Pay attention however that some improvements are too simple to meet our minimum complexity requirements for eligibility to the All for One bounty. We still welcome these improvements as PRs to the CodeQL repo, but will not consider them for a bounty reward.
What if I do not want my submission published on the bounty website or do not have a GitHub account?
My query finds a new vulnerability for which I didn't request a CVE, can I still submit a bounty request? Why do you require a CVE? Is the CVE requirement mandatory?
We ask that you always request a CVE. CVEs are instrumental to share information about known vulnerabilities across the open source ecosystem, and requesting a CVE contributes to our mission of scaling security research by notifying the community of existing occurrences, as much as creating a CodeQL query to protect the community from future ones. Additionally, we can use the CVE CVSS score to inform the scoring of the security factors of your submission and reduce any subjective bias.
The CVE process can sometimes take a long time. If you are concerned that someone else might claim a bounty for the same query in the meantime, you can still submit the bounty request with the PR, without disclosing details on the vulnerabilities you found, but it will not be considered for evaluation until a CVE is issued and added to the issue. Reach out to us privately to provide evidence of the vulnerabilities and of the disclosure in progress.
If you cannot obtain a CVE (private source code, or other exceptional cases), reach out to us privately.
My Pull Request has been merged but my bounty was rejected. Is this normal?
While rare, this does happen on occasion. The bounty program is specifically focused on helping secure open source at scale and adheres to strict guidelines for evaluation of bounty award. We grant rewards for queries that
demonstrably find real world security problems with a low false positive ratio. In some cases your query might only apply to a very application specific threat model, or may not yield any real world results. However, this query
might still be interesting from a QL community perspective due to the quality of the query at the CodeQL level and may be helpful to other CodeQL users. In those cases the CodeQL team might still merge your query into the
experimental community query folder even though it was not eligible for a security bounty award.
What if I disagree with the Security Lab evaluation? Can I challenge it?

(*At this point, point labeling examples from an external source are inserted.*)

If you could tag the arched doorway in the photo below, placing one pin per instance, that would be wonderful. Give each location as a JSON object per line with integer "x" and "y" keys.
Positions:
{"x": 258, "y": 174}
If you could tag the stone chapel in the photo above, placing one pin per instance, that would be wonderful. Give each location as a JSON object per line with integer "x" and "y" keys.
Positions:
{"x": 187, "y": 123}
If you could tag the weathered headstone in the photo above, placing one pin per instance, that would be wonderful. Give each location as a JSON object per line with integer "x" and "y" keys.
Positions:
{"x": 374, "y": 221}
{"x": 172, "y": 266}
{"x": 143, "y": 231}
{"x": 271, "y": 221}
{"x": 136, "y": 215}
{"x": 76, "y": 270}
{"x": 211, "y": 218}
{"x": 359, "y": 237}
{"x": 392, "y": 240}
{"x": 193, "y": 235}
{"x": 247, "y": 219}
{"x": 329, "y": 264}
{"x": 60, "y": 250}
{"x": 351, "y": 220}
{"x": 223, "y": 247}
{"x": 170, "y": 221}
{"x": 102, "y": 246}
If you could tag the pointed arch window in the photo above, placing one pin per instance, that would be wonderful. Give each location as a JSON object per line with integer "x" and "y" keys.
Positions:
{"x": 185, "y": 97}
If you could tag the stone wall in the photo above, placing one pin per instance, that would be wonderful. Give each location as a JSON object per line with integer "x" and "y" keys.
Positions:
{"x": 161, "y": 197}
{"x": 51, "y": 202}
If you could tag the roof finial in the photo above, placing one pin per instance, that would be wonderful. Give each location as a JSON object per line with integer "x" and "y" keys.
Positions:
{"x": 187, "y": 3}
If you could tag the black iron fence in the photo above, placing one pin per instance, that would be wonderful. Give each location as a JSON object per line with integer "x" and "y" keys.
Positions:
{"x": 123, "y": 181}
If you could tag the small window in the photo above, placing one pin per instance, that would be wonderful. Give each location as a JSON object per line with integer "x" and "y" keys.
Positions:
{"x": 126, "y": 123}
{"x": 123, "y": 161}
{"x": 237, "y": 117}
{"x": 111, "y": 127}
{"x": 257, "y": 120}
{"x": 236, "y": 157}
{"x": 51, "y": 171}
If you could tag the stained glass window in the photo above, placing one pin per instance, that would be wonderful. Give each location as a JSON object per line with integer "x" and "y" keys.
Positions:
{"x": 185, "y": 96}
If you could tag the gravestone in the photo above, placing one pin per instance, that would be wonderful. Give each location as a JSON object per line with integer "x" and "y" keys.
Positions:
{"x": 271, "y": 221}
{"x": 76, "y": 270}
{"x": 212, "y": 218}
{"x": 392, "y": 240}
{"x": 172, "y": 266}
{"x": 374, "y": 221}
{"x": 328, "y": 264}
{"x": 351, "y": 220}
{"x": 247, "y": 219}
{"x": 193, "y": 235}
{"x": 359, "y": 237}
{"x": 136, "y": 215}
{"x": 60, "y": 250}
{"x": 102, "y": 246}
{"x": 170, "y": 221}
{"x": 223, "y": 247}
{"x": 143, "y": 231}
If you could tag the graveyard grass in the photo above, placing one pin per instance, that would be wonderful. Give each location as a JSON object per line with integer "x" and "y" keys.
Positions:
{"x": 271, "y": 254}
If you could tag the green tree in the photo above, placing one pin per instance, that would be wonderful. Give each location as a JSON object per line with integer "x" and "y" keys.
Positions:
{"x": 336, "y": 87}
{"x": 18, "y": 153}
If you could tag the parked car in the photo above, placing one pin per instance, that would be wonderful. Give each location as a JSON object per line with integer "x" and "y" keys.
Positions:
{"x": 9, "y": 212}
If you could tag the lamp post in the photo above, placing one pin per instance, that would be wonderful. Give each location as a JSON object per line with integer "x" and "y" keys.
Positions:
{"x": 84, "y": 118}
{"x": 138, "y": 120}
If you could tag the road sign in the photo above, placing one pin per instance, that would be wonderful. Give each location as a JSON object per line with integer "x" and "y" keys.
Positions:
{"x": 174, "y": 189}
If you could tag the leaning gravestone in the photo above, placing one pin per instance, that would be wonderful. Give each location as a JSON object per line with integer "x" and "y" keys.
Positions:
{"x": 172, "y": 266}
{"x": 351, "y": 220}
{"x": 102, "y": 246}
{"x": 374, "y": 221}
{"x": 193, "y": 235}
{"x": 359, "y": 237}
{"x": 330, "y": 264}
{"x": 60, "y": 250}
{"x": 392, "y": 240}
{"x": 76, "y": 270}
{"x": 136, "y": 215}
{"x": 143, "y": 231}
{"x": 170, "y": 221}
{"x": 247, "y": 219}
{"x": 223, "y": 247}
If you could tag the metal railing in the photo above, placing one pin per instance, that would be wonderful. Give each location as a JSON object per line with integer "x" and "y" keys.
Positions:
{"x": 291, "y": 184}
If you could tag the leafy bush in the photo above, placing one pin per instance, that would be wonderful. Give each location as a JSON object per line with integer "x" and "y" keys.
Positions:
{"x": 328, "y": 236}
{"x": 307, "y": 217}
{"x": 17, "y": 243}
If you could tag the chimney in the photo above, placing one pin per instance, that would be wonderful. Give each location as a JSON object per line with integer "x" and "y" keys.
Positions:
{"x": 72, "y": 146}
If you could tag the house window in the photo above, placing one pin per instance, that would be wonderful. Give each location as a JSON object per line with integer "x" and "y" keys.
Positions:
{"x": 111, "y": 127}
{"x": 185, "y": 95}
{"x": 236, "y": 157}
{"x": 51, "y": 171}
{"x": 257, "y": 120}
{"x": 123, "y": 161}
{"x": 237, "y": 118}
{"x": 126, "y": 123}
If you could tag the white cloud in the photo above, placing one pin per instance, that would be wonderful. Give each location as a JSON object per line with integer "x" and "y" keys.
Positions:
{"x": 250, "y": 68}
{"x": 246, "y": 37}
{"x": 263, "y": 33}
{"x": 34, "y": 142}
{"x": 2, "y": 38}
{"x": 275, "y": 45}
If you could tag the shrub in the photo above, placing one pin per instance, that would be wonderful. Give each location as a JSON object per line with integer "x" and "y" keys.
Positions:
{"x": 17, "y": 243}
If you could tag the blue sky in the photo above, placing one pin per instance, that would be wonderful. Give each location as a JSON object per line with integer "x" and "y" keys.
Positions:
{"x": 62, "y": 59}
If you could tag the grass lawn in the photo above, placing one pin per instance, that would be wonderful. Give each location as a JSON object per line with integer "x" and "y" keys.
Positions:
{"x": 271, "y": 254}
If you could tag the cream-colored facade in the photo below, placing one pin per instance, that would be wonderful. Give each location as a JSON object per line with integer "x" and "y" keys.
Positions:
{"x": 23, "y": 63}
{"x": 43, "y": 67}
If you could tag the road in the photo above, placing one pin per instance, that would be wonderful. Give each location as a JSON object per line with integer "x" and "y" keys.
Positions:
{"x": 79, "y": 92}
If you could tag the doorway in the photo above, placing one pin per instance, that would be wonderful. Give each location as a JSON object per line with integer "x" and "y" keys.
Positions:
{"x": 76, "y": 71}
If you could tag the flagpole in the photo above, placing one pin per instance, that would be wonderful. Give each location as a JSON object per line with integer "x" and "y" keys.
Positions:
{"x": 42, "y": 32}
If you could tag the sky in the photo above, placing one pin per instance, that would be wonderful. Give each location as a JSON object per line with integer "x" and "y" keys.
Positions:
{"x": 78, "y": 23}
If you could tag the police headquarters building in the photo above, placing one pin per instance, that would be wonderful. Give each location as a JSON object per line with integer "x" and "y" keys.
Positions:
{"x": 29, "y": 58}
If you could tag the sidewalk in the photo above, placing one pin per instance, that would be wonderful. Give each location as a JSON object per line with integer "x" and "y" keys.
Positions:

When you disagree with the assessment of your query (for example on the exploitability of the detected vulnerabilities), do raise the concern, and the Security Lab member will get additional opinions to confirm or update their assessment. Note that in most cases your submission already goes through several team members, ensuring a fair evaluation.
I want to propose a useful query improvement, but it's too simple to meet the eligibility requirement. What should I do?
PRs are welcome in the CodeQL repo for any query improvement, even if they are not eligible for bounty rewards. Community members regularly propose such improvements without submitting through the bounty program.